The guy sitting across from me usually does not say, “My mitochondria are exhausted.” He says he cannot get moving in the morning. He says the weight feels heavier than it should. He says he sleeps eight hours and still wakes up like somebody pulled the battery out of him overnight. Then he tells me his testosterone is low, like we have already found the villain, like the lab number finally gave a name to the thing he has been feeling for the last five years.
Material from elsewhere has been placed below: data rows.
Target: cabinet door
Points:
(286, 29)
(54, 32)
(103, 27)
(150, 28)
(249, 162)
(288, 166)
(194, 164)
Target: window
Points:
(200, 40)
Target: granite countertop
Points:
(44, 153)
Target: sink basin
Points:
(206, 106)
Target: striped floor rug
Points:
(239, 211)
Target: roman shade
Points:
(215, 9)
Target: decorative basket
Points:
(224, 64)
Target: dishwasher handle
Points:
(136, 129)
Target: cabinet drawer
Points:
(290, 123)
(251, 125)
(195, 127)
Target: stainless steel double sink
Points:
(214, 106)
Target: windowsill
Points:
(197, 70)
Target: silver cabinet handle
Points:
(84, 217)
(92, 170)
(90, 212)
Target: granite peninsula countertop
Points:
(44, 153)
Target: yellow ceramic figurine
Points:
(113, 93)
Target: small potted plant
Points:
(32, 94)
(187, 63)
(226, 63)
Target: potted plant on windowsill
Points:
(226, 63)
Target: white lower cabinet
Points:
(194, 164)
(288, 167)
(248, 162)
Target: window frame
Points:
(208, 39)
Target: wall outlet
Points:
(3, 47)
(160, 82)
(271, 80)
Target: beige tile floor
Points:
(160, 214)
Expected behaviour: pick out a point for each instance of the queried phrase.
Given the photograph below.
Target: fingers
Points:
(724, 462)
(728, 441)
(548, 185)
I get why he says it that way. Testosterone is tangible. It has a number. It has clinics, podcasts, ads, syringes, patches, gels, before and after photos, and a whole cultural mythology wrapped around it. Mitochondria do not have that kind of marketing department. They just sit there inside the cell, making energy, managing stress, shaping signaling, deciding whether the body has enough capacity to build, repair, reproduce, and perform.
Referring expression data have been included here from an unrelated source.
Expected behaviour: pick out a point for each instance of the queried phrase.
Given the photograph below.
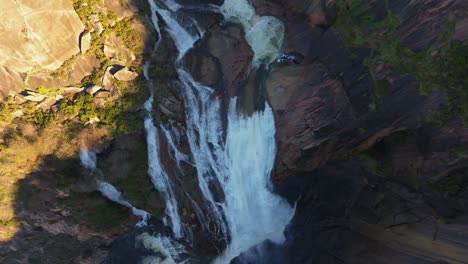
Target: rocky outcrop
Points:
(125, 75)
(378, 185)
(85, 41)
(221, 60)
(28, 26)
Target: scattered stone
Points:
(102, 94)
(109, 50)
(125, 75)
(17, 113)
(93, 89)
(92, 121)
(72, 90)
(114, 92)
(108, 79)
(16, 98)
(34, 97)
(85, 41)
(47, 103)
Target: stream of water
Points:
(237, 157)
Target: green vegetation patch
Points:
(440, 66)
(95, 211)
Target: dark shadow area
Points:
(61, 218)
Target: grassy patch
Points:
(445, 70)
(96, 212)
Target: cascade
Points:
(88, 160)
(239, 159)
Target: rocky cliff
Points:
(370, 108)
(35, 36)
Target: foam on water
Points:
(111, 193)
(165, 250)
(88, 159)
(263, 33)
(239, 160)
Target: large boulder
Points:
(125, 75)
(40, 35)
(221, 60)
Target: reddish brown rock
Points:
(221, 60)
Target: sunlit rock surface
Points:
(35, 35)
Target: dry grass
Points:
(23, 153)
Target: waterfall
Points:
(88, 159)
(111, 193)
(240, 159)
(158, 176)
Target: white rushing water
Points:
(263, 33)
(158, 176)
(239, 160)
(88, 159)
(165, 251)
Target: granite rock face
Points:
(39, 34)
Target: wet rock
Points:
(72, 90)
(34, 97)
(310, 105)
(221, 60)
(125, 75)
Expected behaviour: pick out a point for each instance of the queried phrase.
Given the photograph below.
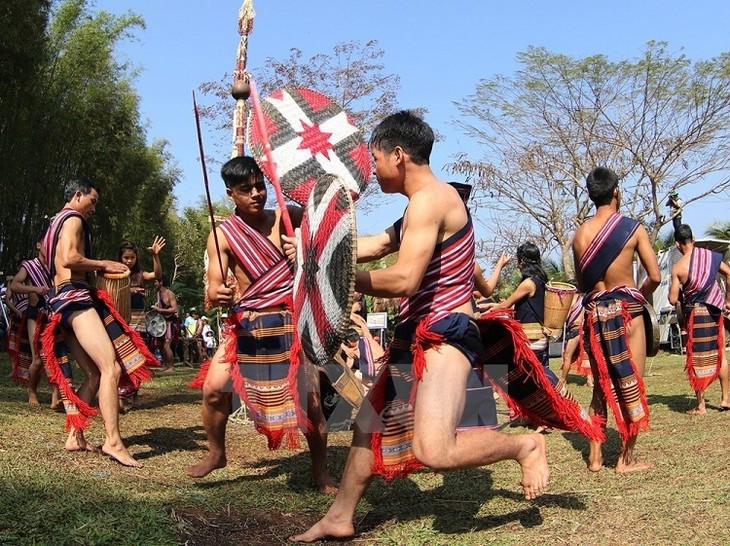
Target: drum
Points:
(119, 287)
(558, 301)
(651, 329)
(155, 324)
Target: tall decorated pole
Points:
(241, 87)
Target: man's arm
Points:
(18, 285)
(674, 286)
(156, 247)
(69, 254)
(218, 292)
(375, 247)
(648, 260)
(725, 272)
(424, 219)
(486, 286)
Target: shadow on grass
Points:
(152, 401)
(678, 403)
(610, 448)
(164, 440)
(454, 504)
(39, 509)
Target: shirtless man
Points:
(694, 277)
(66, 246)
(603, 251)
(251, 245)
(167, 306)
(436, 217)
(33, 279)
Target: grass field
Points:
(48, 496)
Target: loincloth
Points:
(608, 319)
(705, 341)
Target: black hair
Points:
(407, 130)
(129, 245)
(601, 182)
(240, 169)
(683, 234)
(528, 255)
(82, 184)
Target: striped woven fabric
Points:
(131, 352)
(264, 379)
(701, 285)
(20, 351)
(605, 247)
(608, 318)
(705, 341)
(270, 272)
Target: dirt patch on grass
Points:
(235, 527)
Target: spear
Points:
(207, 189)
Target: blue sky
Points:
(439, 49)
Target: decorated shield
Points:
(155, 324)
(324, 279)
(310, 135)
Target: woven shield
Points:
(324, 279)
(310, 135)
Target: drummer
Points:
(167, 306)
(129, 256)
(251, 246)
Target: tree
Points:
(660, 121)
(75, 112)
(353, 75)
(719, 230)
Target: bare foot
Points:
(535, 471)
(326, 485)
(211, 462)
(595, 457)
(77, 442)
(33, 398)
(120, 454)
(633, 466)
(326, 529)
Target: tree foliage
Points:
(660, 121)
(75, 112)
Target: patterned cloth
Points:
(606, 327)
(703, 302)
(498, 351)
(258, 352)
(574, 323)
(605, 248)
(263, 343)
(131, 352)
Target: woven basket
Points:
(558, 300)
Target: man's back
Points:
(621, 271)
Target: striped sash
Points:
(449, 278)
(272, 280)
(701, 286)
(605, 248)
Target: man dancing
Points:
(254, 354)
(101, 341)
(694, 283)
(167, 306)
(603, 250)
(33, 280)
(434, 277)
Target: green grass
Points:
(48, 496)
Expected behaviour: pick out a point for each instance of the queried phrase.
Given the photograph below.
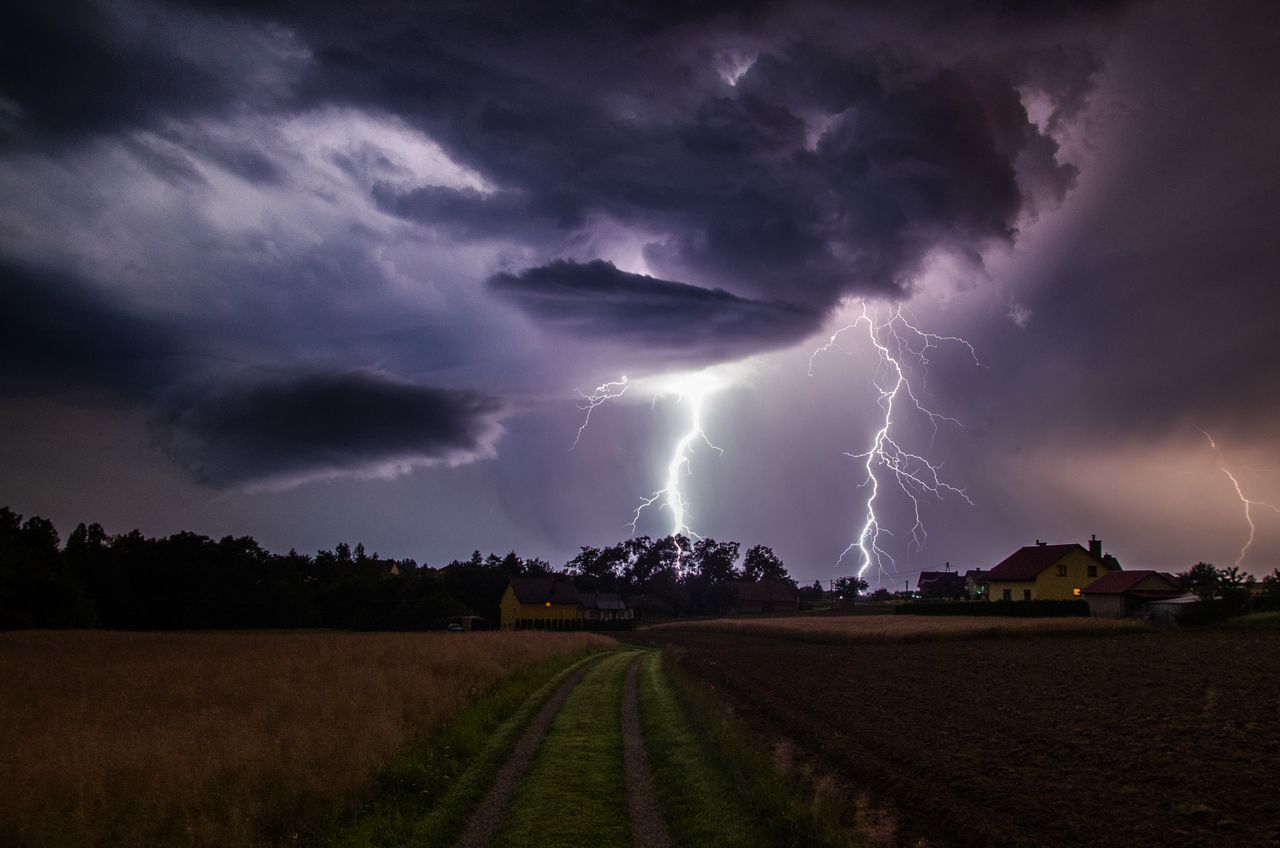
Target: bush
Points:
(999, 609)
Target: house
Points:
(976, 584)
(766, 596)
(1048, 571)
(606, 607)
(941, 584)
(543, 603)
(1121, 593)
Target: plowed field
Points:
(1129, 739)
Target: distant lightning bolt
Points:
(895, 338)
(602, 393)
(691, 390)
(1247, 501)
(671, 496)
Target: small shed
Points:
(1123, 593)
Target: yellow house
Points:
(1047, 573)
(540, 603)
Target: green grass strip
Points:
(426, 798)
(695, 789)
(576, 790)
(717, 783)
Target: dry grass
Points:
(904, 628)
(208, 738)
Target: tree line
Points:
(188, 580)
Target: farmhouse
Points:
(1048, 571)
(766, 596)
(1120, 593)
(544, 603)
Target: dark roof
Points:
(603, 601)
(766, 591)
(557, 589)
(1028, 562)
(940, 582)
(1123, 582)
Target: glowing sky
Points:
(324, 272)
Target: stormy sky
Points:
(338, 272)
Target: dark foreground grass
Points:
(426, 797)
(575, 793)
(718, 784)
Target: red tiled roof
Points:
(1028, 562)
(1121, 582)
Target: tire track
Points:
(648, 825)
(488, 817)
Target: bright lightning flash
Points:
(1247, 501)
(602, 393)
(691, 391)
(895, 340)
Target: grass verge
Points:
(576, 792)
(426, 797)
(717, 784)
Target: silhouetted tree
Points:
(762, 564)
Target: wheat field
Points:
(903, 628)
(205, 738)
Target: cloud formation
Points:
(670, 322)
(278, 433)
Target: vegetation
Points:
(426, 796)
(192, 582)
(882, 629)
(231, 738)
(576, 792)
(717, 787)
That last word matters. Perform. The body does not hand out reproductive horsepower when it thinks the factory floor is on fire.
Testosterone is made in the Leydig cells of the testes, and those Leydig cells are not floating around with a magic hormone button inside them. They are living cells. They have membranes. They have enzymes. They have mitochondria. The early steroidogenic step, where cholesterol is moved and converted into pregnenolone through the StAR protein and CYP11A1 system, lives right at the mitochondrial level. That step requires energy. It requires a clean transfer of electrons. It requires NADPH. It requires redox conditions that let the cell do precision work instead of emergency work.
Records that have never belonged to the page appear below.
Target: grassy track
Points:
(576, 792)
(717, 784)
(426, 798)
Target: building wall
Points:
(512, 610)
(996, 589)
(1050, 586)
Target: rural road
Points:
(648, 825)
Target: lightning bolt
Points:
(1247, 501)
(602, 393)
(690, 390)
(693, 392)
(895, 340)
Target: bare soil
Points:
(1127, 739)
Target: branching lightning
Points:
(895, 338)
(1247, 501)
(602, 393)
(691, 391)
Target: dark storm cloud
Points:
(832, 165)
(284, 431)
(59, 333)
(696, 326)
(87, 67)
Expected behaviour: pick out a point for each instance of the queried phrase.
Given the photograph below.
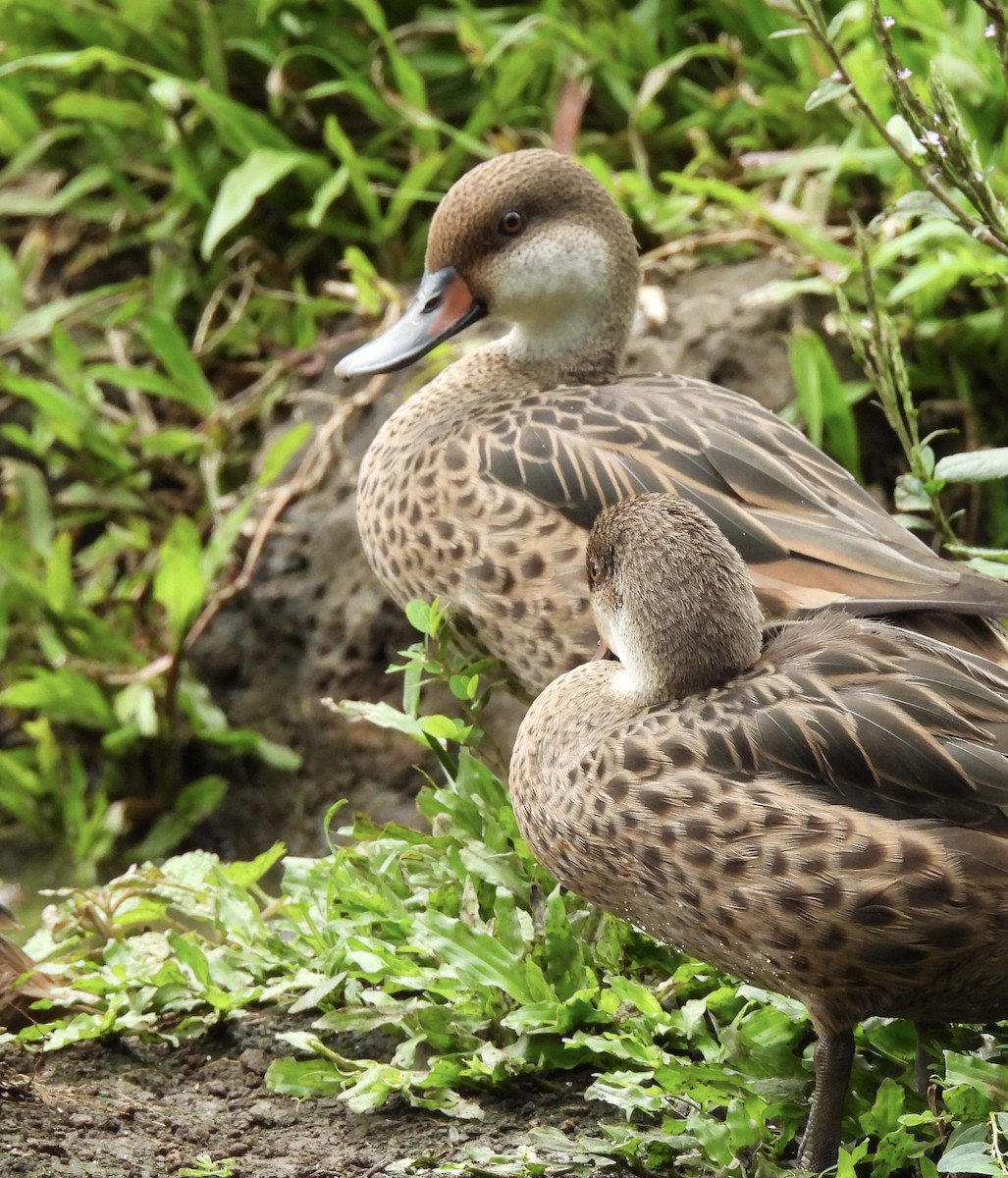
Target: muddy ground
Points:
(129, 1110)
(316, 623)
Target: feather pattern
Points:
(825, 816)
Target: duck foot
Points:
(834, 1057)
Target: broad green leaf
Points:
(242, 187)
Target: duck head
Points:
(534, 239)
(671, 599)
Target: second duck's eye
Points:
(511, 223)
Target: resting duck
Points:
(481, 489)
(821, 810)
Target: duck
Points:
(482, 487)
(819, 806)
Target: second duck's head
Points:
(534, 239)
(671, 599)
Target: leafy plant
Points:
(463, 963)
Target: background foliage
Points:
(192, 193)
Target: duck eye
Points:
(511, 223)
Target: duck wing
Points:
(888, 723)
(809, 534)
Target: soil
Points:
(131, 1110)
(316, 623)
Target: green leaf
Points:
(242, 187)
(828, 92)
(172, 348)
(64, 696)
(179, 584)
(977, 466)
(282, 452)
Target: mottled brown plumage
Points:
(481, 489)
(821, 810)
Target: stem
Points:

So when a man says, “My testosterone is low,” I hear a second question underneath it. Can the cell afford to make testosterone right now?
Because that is the question biology is asking. Not whether the man wants to feel more driven. Not whether he misses his morning erections. Not whether he wants to squat what he squatted at 27. Biology is colder than that. Biology looks at available energy, oxidative stress, inflammatory tone, sleep architecture, nutrient density, circadian input, thyroid signaling, insulin dynamics, and recovery debt. Then it decides how much building, repairing, and reproducing the system can afford.
The hormone lab is the report from the factory. It is not always the broken machine.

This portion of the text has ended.